Seanad debates

Wednesday, 5 December 2018

Finance Bill 2018: Committee Stage

 

10:30 am

Photo of Michael D'ArcyMichael D'Arcy (Wexford, Fine Gael) | Oireachtas source

The Finance Act 2014 amended the company residence rules in section 23A of the Taxes Consolidation Act 1997, to provide that an Irish incorporated company would be regarded as resident for tax purposes in the State. In essence, the change was designed to ensure that a company could no longer use an Irish label of incorporation without being tax resident here. As the previous Minister for Finance, Deputy Noonan, clearly stated at the time, the double Irish was not part of the Irish tax offering. It was just one example of the many international tax planning arrangements designed by tax and legal advisers to take advantage of mismatches between the tax rules in two or more countries. In many cases these were designed to exploit gaps in US anti-avoidance rules. Therefore, action was taken by Ireland in the Finance Act 2014 to amend our residency rules in the absence of US tax reform.

Recent tax reforms see the US asserting its global taxing rights, and this should put an end to the type of arrangements some multinationals were previously able to use to avoid tax. Those changes, combined with the widespread implementation of the BEPS recommendations, will have a major impact on the ability of multinationals to engage in aggressive tax planning. We are already seeing evidence of US companies paying tax in the US in respect of historic profits as a result of US tax reforms.

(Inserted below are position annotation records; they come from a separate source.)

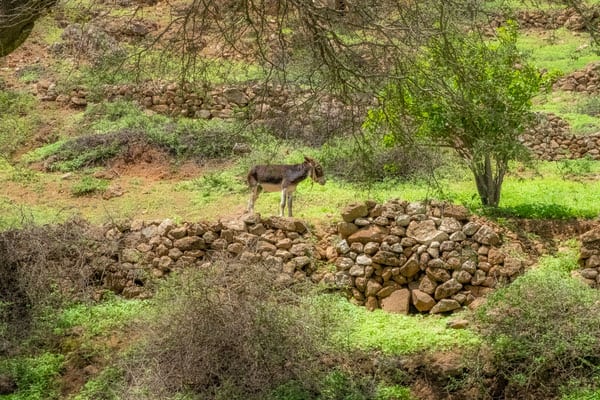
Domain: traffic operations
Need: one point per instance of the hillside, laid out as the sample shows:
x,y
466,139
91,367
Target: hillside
x,y
132,269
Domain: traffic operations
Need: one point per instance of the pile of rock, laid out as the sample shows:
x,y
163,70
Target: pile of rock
x,y
589,258
547,19
551,140
153,249
582,81
405,257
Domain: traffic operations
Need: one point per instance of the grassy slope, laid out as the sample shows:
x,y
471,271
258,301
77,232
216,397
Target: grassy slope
x,y
46,198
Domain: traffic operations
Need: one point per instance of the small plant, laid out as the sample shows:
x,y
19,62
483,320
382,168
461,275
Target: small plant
x,y
577,167
89,185
36,377
589,106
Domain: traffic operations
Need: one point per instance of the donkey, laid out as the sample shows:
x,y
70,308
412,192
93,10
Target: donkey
x,y
284,178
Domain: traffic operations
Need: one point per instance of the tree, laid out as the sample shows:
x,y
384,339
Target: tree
x,y
466,93
17,18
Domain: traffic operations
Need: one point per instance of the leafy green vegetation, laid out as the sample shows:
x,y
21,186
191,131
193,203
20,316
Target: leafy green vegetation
x,y
18,121
579,110
559,50
391,334
540,326
36,377
458,75
111,314
88,185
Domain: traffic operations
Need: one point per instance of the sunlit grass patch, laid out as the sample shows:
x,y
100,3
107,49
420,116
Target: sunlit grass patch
x,y
392,334
580,110
558,50
102,318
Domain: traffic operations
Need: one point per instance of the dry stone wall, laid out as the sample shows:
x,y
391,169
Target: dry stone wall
x,y
399,256
550,19
551,139
589,258
152,250
405,257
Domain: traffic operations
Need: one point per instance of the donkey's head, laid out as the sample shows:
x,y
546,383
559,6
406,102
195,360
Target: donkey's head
x,y
316,171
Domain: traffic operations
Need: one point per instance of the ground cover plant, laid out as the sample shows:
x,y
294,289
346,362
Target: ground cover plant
x,y
54,325
542,330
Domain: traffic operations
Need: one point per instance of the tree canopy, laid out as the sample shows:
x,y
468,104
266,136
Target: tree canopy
x,y
468,93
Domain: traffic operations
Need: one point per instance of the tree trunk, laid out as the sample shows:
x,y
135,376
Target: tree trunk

The amendment in the Finance Act 2014 was brought into effect for new companies incorporated after 1 January 2015. To ensure that this change did not negatively impact on other related group companies which have real and substantive operations in Ireland, a transition period until end 2020 was provided to give these groups a reasonable timeframe to plan and reorganise their business model to take account of this change. The ending of the double Irish has already been provided for in legislation and I consider the issue to be dealt with. Furthermore, as I have stated, the continuing process of international tax reform is proving effective in ensuring that multinational companies are subject to tax on their global profits. Therefore, I see no need to revisit the issue at this time, and I do not accept the Senator’s recommendation.